Ceci est la théorie détenue par le dernier rapport de la Fondation des connaissances et développement (CYD) présentée en novembre et indique que Madrid, l'autonomie avec plus de richesse en Espagne, est également celle qui investit moins dans ses universités publiques. Les dépenses des étudiants dans ces communautés sont d'environ 5 500 euros par étudiant, ce qui est inférieur à celui de la Catalogne, mais une distance de 8 000 euros à Valence, La Rioja, Navarra et le pays basque.
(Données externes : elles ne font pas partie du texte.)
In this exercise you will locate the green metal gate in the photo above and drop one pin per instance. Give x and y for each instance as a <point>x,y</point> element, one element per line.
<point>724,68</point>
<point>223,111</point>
Le rapport CYD met également en évidence l'évolution différente entre l'université publique et privée. Au cours du cours 2022/23, 202 000 étudiants ont obtenu leur diplôme en Espagne, 10 000 plus de six ans auparavant. Cette croissance a été monopolisée par l'université privée, qui est passée de 32 000 à 41 000 intitulée 29% de plus. Le public a à peine augmenté chez un millier de diplômés au cours de cette période, jusqu'à 161 000; Mais la chose pertinente est la baisse marquée devant les temps de pré-pandémie, lorsque 172 000 diplômés de l'année académique 2019/20. À l'échelle nationale, au cours de ces six années, le nombre d'universités en Espagne reste 50, tandis que les privés ne cessent de croître avant les 41 qui sont actuellement.
Le rapport CYD comprend également une relation claire entre le niveau d'études et les travaux obtenus, ce qui affecte également l'Union. «L'étudiant qui est diplômé d'une université publique a une base de contribution annuelle de 29 006 euros, ce qui représente 3 426 euros de moins que celle privée; Ou ce qui est la même chose, ceux qui peuvent se permettre de payer un centre privé seront récompensés par un salaire de 10% plus élevé que ceux qui quittent le public, ce qui signifie prolonger le biais de revenu sur le lieu de travail », conclut l'étude.